A Mysterious Case of Chills, Fatigue & Body Aches
A true story about a disease in our own backyards
ICYMI 👉
Today I’m thrilled to present a guest post from my dear friend Alyse Graham. It’s a cautionary tale about a mosquito-borne illness in our own backyards.
Let me know what you think in the comments section, and please share it widely!
❤️ Lucy
A true story
It’s back to school time, so I’ll start this guest post with a quick pop-quiz: what living creature has caused more human deaths over the course of history than any other?
Bear?
Shark?
Killer bee?
Answer: the mosquito.
Five years ago, I found out what a serious punch those little f*ckers can pack.

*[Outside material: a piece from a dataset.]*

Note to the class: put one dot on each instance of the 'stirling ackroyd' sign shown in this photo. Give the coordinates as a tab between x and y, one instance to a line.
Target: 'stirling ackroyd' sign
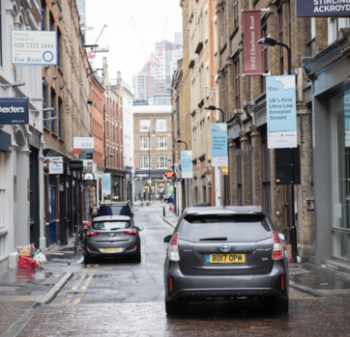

In late July 2019, I was a healthy and active middle-aged woman enjoying a summer of bike riding and backyard cookouts when I suffered a sudden bout of severe back and leg pain with no obvious explanation. When the pain became excruciating, my son took me to the emergency room where I was evaluated, then promptly sent home with ibuprofen and a pat on the head.
Over the next few days, the pain turned into a nearly complete loss of motor function in my left leg. Sitting in a chair, I could not lift my leg at all, not even a millimeter, no matter how much my brain willed it to move. When I tried to walk, my left leg dragged behind me. It was an incredibly odd feeling to “hear “my brain telling my leg to do something – something I had done many times a day my whole life – and to have my leg simply not respond.
The left leg paralysis sent me back to the ER, where I started developing strange viral symptoms – chills, fatigue, and body aches, but no fever or respiratory symptoms. I was in the hospital for five days, during which I developed troubling cardiac symptoms including bradycardia (a dangerously low heart rate). At the hospital, I was seen daily by alternating — but frustratingly (despite many requests) never simultaneous – visits from neurologists and infectious disease specialists. I had two spinal taps and multiple blood tests, but the doctors were stumped. There was still no diagnosis — and no ability to move my left leg — however I was deemed stable enough to go home on a strong dose of oral steroids.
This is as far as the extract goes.